Arriving as a fresh faced 26 year old (and at the invitation of a USC classmate), Dungan had planned to stay in India no longer than six months – but after 15 years he had directed 13 films (only five of which have survived) in three different languages – none of which he was able to speak.
It’s these 15 years and 13 films that are under the microscope in An American in Madras’ 80 or so minute running time. The documentary switches between talking heads, archival footage of Dungan and his movies, and interviews with scholars to give a critical context to Dungan and his films while crew anecdotes build a portrait of the director’s character on set.

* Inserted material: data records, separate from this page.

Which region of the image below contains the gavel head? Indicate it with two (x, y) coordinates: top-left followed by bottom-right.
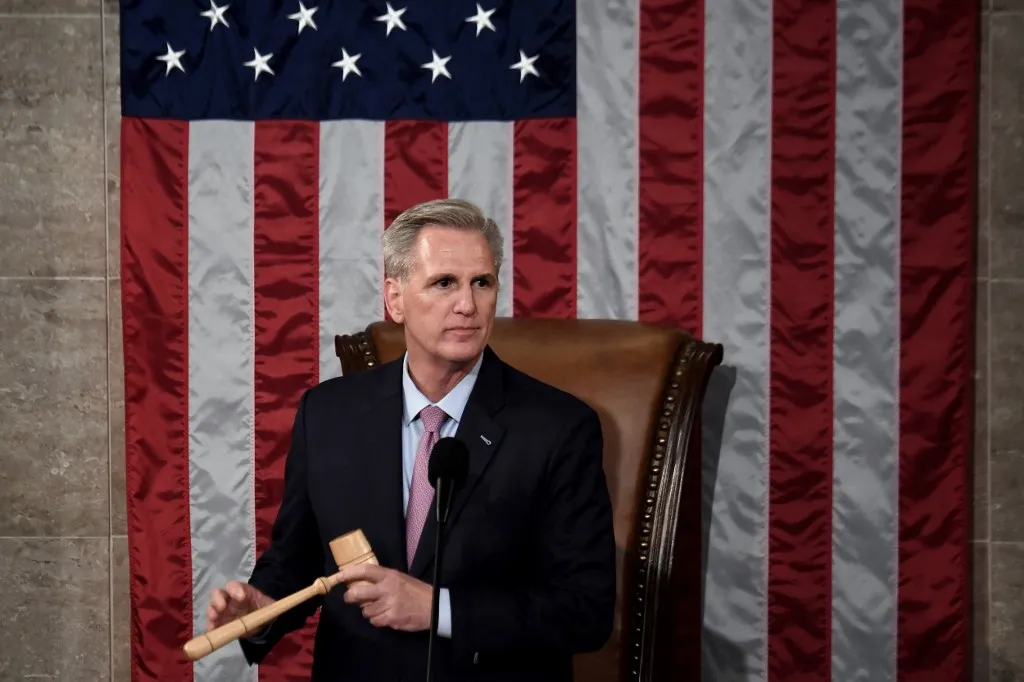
(329, 529), (378, 571)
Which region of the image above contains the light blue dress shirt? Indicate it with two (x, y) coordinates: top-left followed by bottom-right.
(400, 351), (482, 639)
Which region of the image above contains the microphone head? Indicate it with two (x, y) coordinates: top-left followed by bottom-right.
(428, 437), (470, 489)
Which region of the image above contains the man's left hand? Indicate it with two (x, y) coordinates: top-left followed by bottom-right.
(338, 563), (432, 632)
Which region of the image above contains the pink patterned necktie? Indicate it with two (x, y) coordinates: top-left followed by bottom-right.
(406, 405), (448, 567)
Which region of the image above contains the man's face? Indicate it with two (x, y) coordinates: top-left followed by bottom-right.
(384, 225), (498, 367)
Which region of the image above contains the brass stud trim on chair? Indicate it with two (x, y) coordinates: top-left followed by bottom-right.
(335, 330), (381, 373)
(623, 336), (723, 682)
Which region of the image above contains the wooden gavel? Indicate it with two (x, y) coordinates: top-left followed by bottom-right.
(182, 529), (377, 662)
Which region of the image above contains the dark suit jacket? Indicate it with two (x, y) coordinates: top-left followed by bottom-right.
(239, 345), (617, 681)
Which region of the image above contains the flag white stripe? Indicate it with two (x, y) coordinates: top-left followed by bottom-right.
(187, 120), (258, 682)
(448, 122), (515, 318)
(832, 0), (902, 678)
(701, 0), (773, 677)
(575, 0), (639, 320)
(318, 121), (386, 380)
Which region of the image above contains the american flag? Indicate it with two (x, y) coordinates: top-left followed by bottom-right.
(119, 0), (978, 680)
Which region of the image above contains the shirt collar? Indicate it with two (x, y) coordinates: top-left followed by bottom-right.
(402, 352), (483, 426)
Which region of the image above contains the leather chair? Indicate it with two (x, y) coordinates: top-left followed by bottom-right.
(335, 318), (723, 682)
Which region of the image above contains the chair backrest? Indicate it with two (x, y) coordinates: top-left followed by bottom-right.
(335, 318), (723, 681)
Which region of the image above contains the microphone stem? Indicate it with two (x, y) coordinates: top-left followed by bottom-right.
(426, 479), (445, 682)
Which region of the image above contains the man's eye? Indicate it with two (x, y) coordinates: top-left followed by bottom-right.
(436, 278), (452, 288)
(473, 278), (491, 288)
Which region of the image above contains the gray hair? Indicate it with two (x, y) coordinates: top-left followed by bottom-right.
(382, 198), (504, 281)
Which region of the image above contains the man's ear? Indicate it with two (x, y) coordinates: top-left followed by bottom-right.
(383, 277), (404, 323)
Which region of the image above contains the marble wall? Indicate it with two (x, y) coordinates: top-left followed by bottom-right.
(0, 1), (127, 679)
(0, 1), (1017, 680)
(976, 2), (1024, 681)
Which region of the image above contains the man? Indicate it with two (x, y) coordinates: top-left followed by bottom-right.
(206, 198), (617, 681)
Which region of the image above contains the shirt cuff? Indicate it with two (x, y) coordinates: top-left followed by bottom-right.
(438, 588), (452, 639)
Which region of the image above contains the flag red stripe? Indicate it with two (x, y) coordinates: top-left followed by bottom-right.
(384, 120), (449, 227)
(897, 2), (976, 679)
(253, 121), (321, 681)
(512, 117), (577, 318)
(121, 117), (193, 682)
(637, 0), (704, 675)
(767, 1), (837, 679)
(637, 0), (703, 336)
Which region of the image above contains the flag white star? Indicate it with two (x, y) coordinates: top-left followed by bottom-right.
(375, 2), (407, 36)
(244, 47), (274, 81)
(421, 49), (452, 83)
(510, 50), (539, 82)
(200, 0), (229, 31)
(288, 2), (318, 34)
(465, 3), (496, 36)
(331, 48), (363, 81)
(156, 42), (186, 75)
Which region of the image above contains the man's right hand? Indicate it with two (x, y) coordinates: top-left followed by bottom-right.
(206, 581), (274, 631)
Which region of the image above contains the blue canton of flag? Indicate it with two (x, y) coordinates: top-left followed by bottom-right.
(119, 0), (576, 121)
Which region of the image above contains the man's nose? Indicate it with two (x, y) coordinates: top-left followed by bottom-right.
(453, 284), (477, 313)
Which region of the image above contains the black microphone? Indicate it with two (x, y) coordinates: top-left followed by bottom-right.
(424, 437), (470, 682)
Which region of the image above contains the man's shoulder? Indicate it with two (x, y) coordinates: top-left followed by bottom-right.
(299, 358), (400, 413)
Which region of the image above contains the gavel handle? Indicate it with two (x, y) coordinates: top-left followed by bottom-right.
(183, 573), (342, 661)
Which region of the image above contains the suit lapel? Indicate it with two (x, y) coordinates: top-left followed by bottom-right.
(347, 362), (406, 572)
(408, 347), (507, 579)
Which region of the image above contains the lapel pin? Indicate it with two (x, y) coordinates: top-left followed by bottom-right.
(480, 434), (491, 446)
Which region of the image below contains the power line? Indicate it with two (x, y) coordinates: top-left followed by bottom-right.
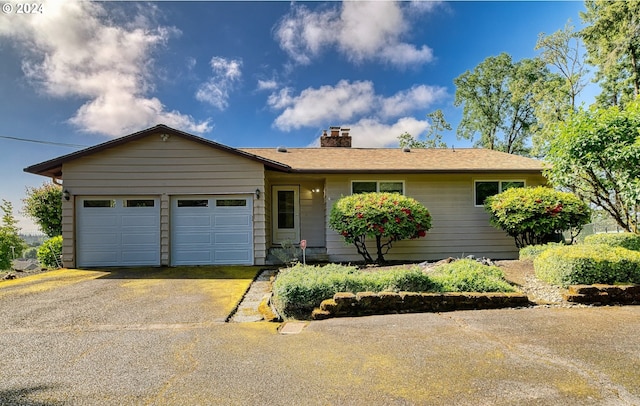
(0, 134), (88, 149)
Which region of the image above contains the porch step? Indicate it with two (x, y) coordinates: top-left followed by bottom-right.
(266, 247), (328, 265)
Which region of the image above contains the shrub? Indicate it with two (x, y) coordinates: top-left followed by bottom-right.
(429, 259), (516, 293)
(519, 242), (565, 261)
(534, 244), (640, 287)
(329, 192), (432, 264)
(272, 263), (434, 318)
(584, 233), (640, 251)
(484, 186), (591, 248)
(37, 236), (63, 268)
(23, 247), (38, 259)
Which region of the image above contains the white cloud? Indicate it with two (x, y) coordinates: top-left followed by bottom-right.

One of a handful of foreign adventurer-directors working in India at the time, (and the only to use an all Indian crew) Dungan was a source for new ideas – and even if the plots weren’t new (often retellings of mythic Tamil folklore) the professional crews, outdoor filming, streamlined structures, visual treatment and strong female leads introduced by Dungan certainly were.
Breaking away to make movies movies and not just theatre on film, Dungan was able to soften the influence of the stage – pushing close ups and zooms, camera tracking and flashback sequences and a refined style of acting that forced out the theatre connection that had been the norm.
It’s these changes to South Indian (Tamil) cinema that make up the majority of An American in Madras, (minus the narrated footage of Dungan’s own films, the documentary might only be 40 minutes long) and the story of an outsider directing films in a language he doesn’t understand while remaining unknown in the land of his birth is introduced but left mostly untold – similarly some of the film’s more interesting side stories are left marginalised by the documentary’s filmmaking focus.
Scenes of ruined studios and studios lots (once producers of regional stories in regional languages) converted into commercial housing echo of an age of innocence being overtaken by Bollywood blockbusters and modernity – but there is no context to confirm the impression. And Dungan the adventurer, returning to America to save his marriage and making industrial films in Pittsburgh leaving the creativity and freedom of India behind for a country that never knew him feels heart-breaking. A snapshot of a return visit as a film consultant sees him all smiles while taking a mud bath with a rhino (it’s clear that Dungan was a natural adventurer) – and a reunion 43 years later sees hundreds of guests arrive to welcome him back – only for him to return to his relative anonymity stateside feels like a true tragedy.
It’s the unearthing of these small stories that the film introduces and leaves to the audience that are its greatest success. Dungan changed so much in Tamil cinema and created so many stars in his films – and the filmmaking achievement is the true emphasis of An American in Madras, but it’s the human interest in Ellis Dungan – and the almost tragic story of his fantastic and adventurous 15 years in Indian cinema and later return to a quiet normality and virtual anonymity that the films audience will really remember.